The GO database is the largest source of information about gene function in the world [29], which has often been adopted to mine functional similarities between proteins. For instance, Kim et al found that it can improve the prediction performance of models by adopting the informational GO terms to prune the PPI networks [30]. Zhang et al. combined PPI with GO annotations and protein domain information to construct a three-dimensional tensor, and infer essential proteins through an extended HITS model [31], and got better performance. The meta-heuristic algorithm has the characteristics of high robustness, low complexity, and good optimization. Inspired by this, Lei et al. applied the intelligent evolutionary optimization algorithm to design the model and proposed a new method for predicting essential proteins in PPI networks based on artificial fish swarm optimization [32]. Zhang et al. defined a new measurement method for characterizing subcellular location information, and based on data fusion, proposed a new predictive model TEGS [33, 34]. Lei et al. designed a model called RSG through combining the RNA-seq data instead of the gene expression data with the GO annotation and subcellular localization to identify essential proteins [35], which is not only based on connectivity, but also considers co-expression level and functional similarity to measure protein importance.
Machine learning has also been applied in the field of essential protein identification. By using features from DNA and protein sequence data, Zhang et al. proposed a deep learning-based network embedding method to automatically learn features and use the features to train deep neural networks to predict human essential genes [36]. Zeng et al. proposed the Ess-NEXG model, which used RNA-seq, subcellular localization, orthology and other information to construct a reliable weighting network, and captured topological features through node2vec, and finally used a classifier to make predictions [37].
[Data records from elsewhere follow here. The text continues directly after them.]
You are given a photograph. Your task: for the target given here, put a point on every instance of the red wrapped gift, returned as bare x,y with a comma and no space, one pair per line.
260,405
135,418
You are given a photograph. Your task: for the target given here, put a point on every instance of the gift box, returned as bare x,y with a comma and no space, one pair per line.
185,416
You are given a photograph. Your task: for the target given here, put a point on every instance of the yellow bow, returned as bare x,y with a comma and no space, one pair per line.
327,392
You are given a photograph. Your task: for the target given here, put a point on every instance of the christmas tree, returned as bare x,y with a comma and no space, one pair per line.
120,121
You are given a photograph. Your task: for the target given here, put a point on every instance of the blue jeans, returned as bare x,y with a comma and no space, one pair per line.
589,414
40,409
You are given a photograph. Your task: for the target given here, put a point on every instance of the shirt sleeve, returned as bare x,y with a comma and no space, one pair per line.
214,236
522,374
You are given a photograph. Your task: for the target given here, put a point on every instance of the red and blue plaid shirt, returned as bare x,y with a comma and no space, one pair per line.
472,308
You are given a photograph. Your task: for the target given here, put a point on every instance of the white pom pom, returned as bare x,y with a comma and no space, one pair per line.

Considering that essential protein is more conservative than non-essential proteins in evolution, Peng et al. proposed an iterative method named ION to predict essential proteins by integrating orthology with PPI network [38]. Zhang et al. introduced a prediction method called OGN, in addition to the common topological attributes and co-expression probability of protein nodes in the date hubs and the party hubs, OGN adds orthologous scores to integrate the calculation of protein importance scores [39]. Lei et al. designed a method called PCSD for identifying essential proteins based on the degree of protein participation in protein complexes and the density of sub graphs [40]. Li et al. developed a prediction model called NCCO to identify potential essential proteins by extending the Pareto optimal consensus model (EPOC) [41]. Zhang et al. designed a dynamic PPI network (FDP). First, based on each time point, construct a series of active PPI networks, and then merge them one by one according to the similarity between the networks. Finally assign ranking scores to protein in consideration of homology and topological properties [42]. In our previous work, an iterative method called CVIM was proposed, which first integrates the topological characteristics of the PPI network based on the entropy weight method, and finally uses an iterative model to calculate and predict essential proteins based on orthologous information [43].
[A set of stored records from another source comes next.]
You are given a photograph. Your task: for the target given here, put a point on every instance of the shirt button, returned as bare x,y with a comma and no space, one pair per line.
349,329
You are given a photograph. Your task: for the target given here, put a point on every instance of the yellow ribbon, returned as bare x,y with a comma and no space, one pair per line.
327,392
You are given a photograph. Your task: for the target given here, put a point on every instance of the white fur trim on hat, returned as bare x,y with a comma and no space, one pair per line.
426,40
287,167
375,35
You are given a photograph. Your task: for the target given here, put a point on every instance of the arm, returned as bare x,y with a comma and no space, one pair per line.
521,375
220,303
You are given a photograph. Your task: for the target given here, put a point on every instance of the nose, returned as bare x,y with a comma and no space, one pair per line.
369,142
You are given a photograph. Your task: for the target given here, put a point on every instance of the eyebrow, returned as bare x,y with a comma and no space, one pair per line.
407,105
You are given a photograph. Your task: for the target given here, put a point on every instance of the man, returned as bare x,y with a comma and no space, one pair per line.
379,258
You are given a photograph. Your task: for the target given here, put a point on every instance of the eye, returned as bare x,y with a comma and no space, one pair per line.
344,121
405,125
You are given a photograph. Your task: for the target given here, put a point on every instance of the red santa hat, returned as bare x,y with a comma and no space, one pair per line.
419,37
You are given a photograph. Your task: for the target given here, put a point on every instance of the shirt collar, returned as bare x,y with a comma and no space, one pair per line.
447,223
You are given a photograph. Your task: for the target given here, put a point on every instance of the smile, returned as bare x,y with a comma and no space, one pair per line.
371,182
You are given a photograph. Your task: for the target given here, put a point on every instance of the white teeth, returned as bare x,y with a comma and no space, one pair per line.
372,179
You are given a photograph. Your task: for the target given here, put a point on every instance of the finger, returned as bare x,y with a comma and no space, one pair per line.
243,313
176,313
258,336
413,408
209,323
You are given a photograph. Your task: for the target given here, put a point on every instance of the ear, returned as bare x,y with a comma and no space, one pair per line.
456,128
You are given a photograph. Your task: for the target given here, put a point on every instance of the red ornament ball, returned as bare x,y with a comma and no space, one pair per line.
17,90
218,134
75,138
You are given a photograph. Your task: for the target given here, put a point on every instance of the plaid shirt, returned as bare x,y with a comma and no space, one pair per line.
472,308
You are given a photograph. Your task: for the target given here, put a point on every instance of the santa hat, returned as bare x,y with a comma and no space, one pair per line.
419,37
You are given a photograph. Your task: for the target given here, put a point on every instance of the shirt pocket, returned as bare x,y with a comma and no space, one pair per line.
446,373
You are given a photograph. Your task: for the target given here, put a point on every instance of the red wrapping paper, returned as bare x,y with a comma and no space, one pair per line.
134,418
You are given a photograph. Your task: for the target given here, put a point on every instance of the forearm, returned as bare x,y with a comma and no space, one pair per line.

In this paper, different from above models, a novel centrality-based method called TGSO is proposed by combining biological essence data including the gene expression data, the orthologous information and the subcellular localization data with the topological information in a newly constructed comprehensive PPI network. In TGSO, a new centrality-based method named DBN (Density between nodes) is designed first to calculate the node density in complex networks, which can characterize the physical structure association between nodes in a complex network, and then, based on DBN, a protein aggregation degree interaction network (ADN) can be constructed. Next, by adopting the Pearson correlation coefficient to measure protein co-expressions based on the gene expression data, a protein co-expression interaction network (CEN) can be constructed. Moreover, based on the subcellular localization data, a protein co-localization interaction network (CLN) can be obtained as well. Hence, through integrating these three kinds of interaction networks, a comprehensive PPI network (PCIN) can be constructed. Finally, based on the newly obtained comprehensive PPI network, an iterative method called TGSO is designed to predict potential essential proteins by using the orthology information as the initial scores of proteins. In order to estimate the identification performance of TGSO, intensive experiments have been implemented, and experimental results show that TGSO can achieve more satisfactory prediction performance than state-of-the-art competitive prediction models such as DC [16], IC [17], EC [18], SC [19], BC [20], CC [21], NC [22], PEC [25], CoEWC [26], POEM [27], ION [38], TEGS [34] and CVIM [43] based on two kinds of different databases separately.
Method
As illustrated in Fig. 1, the procedure of TGSO mainly includes the following five steps:
- Step 1:
Construction of the ADN (the protein Aggregation Degree interaction Network).
- Step 2:
Construction of the CEN (the protein Co-Expression interaction Network).
- Step 3:
Construction of the CLN (the protein Co-Location interaction Network).
- Step 4:
Construction of the PCIN (the Protein Comprehensive Interaction Network).
- Step 5:
Construction of the TGSO.
The represents the PPI network downloaded from database D. Where is the set of protein nodes, and E is the set of edges in the network. As shown in Fig. 1, matrix represents the adjacency matrix of the protein, where there is , if and only if there exists an edge between and in E, otherwise there is , the N represents the total protein amount.
Construction of the ADN
Recent researches show that the degrees of connections between essential proteins are often higher than that between non-essential proteins [44], and essential proteins can form tightly connected molecular modules [33]. Hence, based on the modular nature of key proteins, for each edge e(u, v), we can design a local metric called DBN (Density between nodes) to measure the interaction between them in the original PPI network G as follows:
1 |
Here, , represents the set of neighboring nodes of the protein node u in G, and |NG(u)| is the total number of neighboring nodes of the protein node u in G. According to above formula (1),we can obtain a new matrix DBN, on this basis can construct a new weighted PPI network, which is define as protein Aggregation Degree interactive Network (ADN).
Construction of the CEN
Gene expression refers to the process of synthesizing genetic information from genes into functional gene products. Gene expression products are usually proteins, but the expression products of non-protein coding genes such as transfer RNA (tRNA) or small nuclear RNA (snRNA) genes are functional RNA. Over a period of time, there may be similar expressions between essential proteins. According to the studies of Horyu et al. [45], it was found that the Pearson correlation coefficient (PCC) is suitable for measuring the similarities between gene expression profiles. Hence, based on the concept of PCC, for any a pair of proteins u and v, we can calculate the similarity between them as follows:
2 |
Here, Exp(u, i) is the expression level of the protein u on the i-th time node, and for any given protein u, its expression information on a series of n different time nodes constitutes a vector . In addition, is the average expression value of the protein u, is the standard variance for gene expression of the protein u.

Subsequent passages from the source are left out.